Thursday, 22 April 2021

Saving Hanno by Miriam Halahmy, reviewed by Pippa Goodhart



Eight-year-old Rudi lives with his family in a flat in Frankfurt. Just a normal family … except that this is 1938, and Hitler’s Nazi party is on the rise. And Rudi’s family are Jewish.


Miriam Halahmy has taken a huge and terrible moment in human history, and scaled it down to a size and treatment suited to readers of perhaps 7-10 years old. She’s focussed Rudi’s story on two aspects of the build-up to World War Two which particularly affected children. 


Rudi, longing just to play with his friend and his dog Hanno, finds that life is changing. His nice teacher is replaced by a Nazi teacher who picks on the Jewish children. Rudi’s dad has lost his journalist job. It’s being made hard for Jews to get good food. And the threat is very much of worse to come. So Rudi and his big sister Lotte are put by their parents onto one of the Kindertransport trains to safety outside Germany.
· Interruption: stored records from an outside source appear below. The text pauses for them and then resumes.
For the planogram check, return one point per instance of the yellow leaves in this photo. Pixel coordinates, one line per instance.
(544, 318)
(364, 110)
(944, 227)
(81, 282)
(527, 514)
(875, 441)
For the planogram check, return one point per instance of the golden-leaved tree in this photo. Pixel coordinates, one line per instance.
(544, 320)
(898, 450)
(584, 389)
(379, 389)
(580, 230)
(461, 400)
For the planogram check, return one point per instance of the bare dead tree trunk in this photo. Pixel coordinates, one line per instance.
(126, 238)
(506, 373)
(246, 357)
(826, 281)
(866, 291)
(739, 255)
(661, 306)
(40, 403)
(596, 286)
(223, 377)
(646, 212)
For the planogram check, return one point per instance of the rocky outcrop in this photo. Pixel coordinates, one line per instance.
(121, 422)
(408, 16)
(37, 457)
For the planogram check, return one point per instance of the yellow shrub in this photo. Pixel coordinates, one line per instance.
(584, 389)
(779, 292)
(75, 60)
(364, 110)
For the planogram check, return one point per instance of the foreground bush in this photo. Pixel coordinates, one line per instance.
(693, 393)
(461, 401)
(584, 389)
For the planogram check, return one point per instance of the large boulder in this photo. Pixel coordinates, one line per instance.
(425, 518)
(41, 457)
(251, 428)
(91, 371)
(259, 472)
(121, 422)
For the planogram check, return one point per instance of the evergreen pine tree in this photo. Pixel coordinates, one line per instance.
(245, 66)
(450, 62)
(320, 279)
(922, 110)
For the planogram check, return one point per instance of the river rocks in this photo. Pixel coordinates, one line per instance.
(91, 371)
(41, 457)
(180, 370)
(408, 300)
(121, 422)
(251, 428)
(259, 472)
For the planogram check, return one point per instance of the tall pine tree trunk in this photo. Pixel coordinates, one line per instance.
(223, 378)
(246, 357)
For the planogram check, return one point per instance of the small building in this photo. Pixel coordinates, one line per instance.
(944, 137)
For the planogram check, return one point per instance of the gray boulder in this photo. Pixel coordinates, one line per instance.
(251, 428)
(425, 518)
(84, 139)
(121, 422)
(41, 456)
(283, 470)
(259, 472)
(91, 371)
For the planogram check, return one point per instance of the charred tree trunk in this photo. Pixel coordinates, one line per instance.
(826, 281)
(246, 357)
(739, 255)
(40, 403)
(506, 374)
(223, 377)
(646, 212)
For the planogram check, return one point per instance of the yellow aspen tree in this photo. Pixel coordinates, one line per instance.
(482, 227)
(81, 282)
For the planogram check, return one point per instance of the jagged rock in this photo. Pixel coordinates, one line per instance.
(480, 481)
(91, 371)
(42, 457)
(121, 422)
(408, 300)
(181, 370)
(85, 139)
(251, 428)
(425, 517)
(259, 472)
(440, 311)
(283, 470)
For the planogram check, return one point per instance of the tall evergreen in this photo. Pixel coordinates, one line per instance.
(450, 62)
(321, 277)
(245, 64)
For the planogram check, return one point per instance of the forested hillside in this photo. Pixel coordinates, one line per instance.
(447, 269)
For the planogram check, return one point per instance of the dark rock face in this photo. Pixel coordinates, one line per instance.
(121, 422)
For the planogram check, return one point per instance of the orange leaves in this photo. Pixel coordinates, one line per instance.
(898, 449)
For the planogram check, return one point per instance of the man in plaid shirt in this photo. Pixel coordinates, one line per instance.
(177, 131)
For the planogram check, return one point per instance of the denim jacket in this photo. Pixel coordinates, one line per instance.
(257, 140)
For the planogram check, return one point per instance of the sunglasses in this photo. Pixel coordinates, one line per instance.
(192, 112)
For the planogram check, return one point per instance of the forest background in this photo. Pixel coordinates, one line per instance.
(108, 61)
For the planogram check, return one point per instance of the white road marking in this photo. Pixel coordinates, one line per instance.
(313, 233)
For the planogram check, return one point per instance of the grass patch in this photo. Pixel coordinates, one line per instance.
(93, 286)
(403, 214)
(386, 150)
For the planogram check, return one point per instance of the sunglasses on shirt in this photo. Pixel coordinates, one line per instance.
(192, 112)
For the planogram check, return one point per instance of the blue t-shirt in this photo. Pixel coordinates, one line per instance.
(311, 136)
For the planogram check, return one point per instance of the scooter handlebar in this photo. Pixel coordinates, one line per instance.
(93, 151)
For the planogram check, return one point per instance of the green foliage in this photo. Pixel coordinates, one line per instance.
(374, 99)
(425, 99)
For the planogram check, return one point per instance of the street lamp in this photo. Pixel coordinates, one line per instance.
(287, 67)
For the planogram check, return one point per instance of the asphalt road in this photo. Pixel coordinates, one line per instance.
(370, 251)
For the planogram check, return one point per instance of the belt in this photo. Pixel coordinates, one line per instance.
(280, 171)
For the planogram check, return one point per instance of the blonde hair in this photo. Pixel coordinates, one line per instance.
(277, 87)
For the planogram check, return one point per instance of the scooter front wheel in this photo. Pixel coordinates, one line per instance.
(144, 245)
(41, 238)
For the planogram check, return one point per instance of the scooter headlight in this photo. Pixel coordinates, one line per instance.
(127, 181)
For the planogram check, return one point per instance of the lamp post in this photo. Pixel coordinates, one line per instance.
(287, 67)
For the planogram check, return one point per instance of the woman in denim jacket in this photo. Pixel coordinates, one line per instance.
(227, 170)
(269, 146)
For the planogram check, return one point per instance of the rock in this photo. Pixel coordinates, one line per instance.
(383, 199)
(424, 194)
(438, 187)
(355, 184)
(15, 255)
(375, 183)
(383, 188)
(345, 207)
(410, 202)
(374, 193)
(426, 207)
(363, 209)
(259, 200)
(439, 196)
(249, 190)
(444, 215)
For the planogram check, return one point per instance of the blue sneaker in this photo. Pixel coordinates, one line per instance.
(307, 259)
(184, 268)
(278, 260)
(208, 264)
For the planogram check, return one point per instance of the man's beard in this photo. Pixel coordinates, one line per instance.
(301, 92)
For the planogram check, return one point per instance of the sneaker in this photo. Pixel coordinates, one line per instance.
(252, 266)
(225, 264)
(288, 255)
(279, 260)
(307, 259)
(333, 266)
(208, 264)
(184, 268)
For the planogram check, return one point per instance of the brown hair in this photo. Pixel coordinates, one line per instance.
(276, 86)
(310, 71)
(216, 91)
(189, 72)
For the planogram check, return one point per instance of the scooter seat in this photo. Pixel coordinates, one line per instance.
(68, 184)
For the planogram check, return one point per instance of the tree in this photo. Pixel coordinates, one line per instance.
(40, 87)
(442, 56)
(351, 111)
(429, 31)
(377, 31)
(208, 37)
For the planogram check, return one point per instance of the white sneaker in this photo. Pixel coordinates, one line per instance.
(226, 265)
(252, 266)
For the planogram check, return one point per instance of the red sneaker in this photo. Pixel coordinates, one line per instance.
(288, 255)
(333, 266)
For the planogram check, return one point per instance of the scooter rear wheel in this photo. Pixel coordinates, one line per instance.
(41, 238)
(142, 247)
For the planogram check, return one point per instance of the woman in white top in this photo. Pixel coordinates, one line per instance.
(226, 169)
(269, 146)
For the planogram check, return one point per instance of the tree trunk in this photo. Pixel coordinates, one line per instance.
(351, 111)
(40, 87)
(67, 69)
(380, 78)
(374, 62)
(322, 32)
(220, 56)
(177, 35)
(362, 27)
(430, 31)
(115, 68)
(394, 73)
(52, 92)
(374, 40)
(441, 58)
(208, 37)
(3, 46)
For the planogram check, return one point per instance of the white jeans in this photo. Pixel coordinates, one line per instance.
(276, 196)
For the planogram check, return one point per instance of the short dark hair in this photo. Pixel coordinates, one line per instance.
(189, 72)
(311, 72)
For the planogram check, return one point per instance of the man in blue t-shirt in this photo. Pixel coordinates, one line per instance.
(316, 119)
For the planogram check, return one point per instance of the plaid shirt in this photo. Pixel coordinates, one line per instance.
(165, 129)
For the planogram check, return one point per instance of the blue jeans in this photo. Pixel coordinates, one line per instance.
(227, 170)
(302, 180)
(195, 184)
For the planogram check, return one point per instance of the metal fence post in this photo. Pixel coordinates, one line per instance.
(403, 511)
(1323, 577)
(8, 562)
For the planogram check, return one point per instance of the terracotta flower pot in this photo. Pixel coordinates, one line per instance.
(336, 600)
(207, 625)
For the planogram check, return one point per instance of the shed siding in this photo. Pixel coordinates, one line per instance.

Hanno isn’t allowed on the train, but Rudi is promised that the dog will be quarantined and will join him in Britain.  


Rudi and Hanno start to settle into life in England (Lotte has it harder in another household), making friends, learning the language, and eating strange new foods. But then comes the second great threat to Hanno. The British government says that pets must be culled in order to preserve food for people when German bombing begins. 750,000 cats, dogs and other pets were killed. Rudi’s nice foster parents intend to comply and have Hanno ‘put down’, especially since Rudi is about to be evacuated out of London to another home. So Rudi and his new friend decide they must save Hanno…  

(Miriam Halahmy’s novel ‘Emergency Zoo’ meshes with this story, focussing on the girls who set up the pet-saving plot that saves Hanno and other animals.)  


This story can be read as an adventure about a boy and his dog. Or it can be thought about and explored and discussed as a rare example of historical fiction for younger middle grade readers. Why are those children having to wear a star that marks them out? Why do they all rip their stars off, and trample on them, when the Kindertransport train gets over the border from Germany to Holland? What must it be like to be surrounded by people talking a language you don’t understand? If you’ve seen soldiers attacking innocent people, how will you feel when you next see somebody in military or police uniform?


This is a story about war and racism and being a refugee, about people going out of their way to be cruel, but also of people going out of their way to be kind. It’s about how a big sister’s love and a beloved pet can make all the difference when leaving parents behind. And it’s beautifully illustrated by Karin Littlewood.